Committee advances bill to eliminate potential misunderstandings between police and people with autism
A proposed bill that could eliminate a potentially dangerous misunderstanding between law enforcement officers and people with autism was advanced by the state Assembly Transportation Committee.
The bill would allow people who have autism or a communication disability to voluntarily add a mark to their driver’s license indicating that fact.
The bill is sponsored by Assemblywomen Serena DiMaso and Jean Stanfield. They say that the marking would help police officers and other first responders be aware that the person they are dealing with may not be able to effectively communicate.

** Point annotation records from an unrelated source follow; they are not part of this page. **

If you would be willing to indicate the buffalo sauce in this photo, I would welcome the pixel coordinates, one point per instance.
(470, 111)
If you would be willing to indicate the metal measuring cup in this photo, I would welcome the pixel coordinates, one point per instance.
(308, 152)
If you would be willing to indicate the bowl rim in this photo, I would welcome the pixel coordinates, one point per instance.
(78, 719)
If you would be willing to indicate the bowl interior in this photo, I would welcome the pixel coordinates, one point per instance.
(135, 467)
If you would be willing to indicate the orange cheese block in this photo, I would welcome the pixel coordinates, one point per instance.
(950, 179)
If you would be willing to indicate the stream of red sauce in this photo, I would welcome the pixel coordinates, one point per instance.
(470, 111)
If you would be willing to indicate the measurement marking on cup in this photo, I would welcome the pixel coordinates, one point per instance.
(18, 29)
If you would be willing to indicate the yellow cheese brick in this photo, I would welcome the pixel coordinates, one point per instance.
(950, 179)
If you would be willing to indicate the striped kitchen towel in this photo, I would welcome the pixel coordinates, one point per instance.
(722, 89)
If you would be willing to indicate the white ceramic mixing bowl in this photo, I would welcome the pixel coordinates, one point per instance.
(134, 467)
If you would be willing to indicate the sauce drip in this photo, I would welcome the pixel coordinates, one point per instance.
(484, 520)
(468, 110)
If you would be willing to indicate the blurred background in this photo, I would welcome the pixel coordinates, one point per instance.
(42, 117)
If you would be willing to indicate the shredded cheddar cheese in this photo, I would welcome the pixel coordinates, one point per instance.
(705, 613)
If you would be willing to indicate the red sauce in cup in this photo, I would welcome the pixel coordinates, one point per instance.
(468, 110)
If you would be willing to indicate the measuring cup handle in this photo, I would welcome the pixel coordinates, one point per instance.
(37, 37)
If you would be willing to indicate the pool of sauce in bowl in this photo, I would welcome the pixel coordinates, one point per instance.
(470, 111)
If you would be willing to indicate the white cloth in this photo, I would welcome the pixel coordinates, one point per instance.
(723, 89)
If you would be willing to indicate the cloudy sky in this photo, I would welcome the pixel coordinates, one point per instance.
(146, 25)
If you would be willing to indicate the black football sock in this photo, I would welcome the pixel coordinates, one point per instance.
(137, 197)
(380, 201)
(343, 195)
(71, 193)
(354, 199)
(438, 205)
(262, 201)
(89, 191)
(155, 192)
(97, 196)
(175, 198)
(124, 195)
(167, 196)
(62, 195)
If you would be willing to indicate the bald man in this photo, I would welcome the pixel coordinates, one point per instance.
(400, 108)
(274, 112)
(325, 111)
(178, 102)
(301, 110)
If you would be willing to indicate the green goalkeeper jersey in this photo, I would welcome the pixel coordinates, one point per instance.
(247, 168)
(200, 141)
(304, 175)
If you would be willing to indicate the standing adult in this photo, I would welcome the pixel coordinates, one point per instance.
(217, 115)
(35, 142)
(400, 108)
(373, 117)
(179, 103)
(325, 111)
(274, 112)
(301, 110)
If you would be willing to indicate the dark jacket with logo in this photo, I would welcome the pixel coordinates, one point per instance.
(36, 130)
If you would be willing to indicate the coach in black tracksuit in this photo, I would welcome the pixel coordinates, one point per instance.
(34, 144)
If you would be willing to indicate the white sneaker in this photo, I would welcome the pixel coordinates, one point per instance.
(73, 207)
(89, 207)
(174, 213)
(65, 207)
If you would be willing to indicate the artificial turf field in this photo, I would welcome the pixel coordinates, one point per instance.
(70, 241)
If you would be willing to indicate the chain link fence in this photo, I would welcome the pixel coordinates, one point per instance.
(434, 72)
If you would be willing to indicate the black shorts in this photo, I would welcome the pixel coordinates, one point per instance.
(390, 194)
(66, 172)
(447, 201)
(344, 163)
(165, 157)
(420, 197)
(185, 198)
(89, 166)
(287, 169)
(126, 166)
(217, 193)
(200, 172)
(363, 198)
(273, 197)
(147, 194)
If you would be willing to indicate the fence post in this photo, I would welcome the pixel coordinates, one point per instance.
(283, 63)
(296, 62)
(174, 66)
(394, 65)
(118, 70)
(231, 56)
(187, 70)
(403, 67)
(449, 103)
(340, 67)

"Ultimately, we want to help first responders during these interactions," DiMaso said in a statement. "It’s critical for law enforcement to understand whether a driver’s actions or behavior are a result of a medical diagnosis they might struggle to express.”
The bill would also provide training for law enforcement officers to better handle people with autism or communication disabilities.
“We cannot expect our officers to be experts in everything, but we can give them the tools needed to keep up the amazing job they are doing,” said Stanfield in a statement.
A 2017 study by the Children's Hospital of Philadelphia estimated about one-third of adults on the autism spectrum disorder have driver's licenses, based on a survey of data from New Jersey.
A communication disability is defined as someone who has a condition that impairs their ability to send, process and comprehend verbal and non-verbal communications.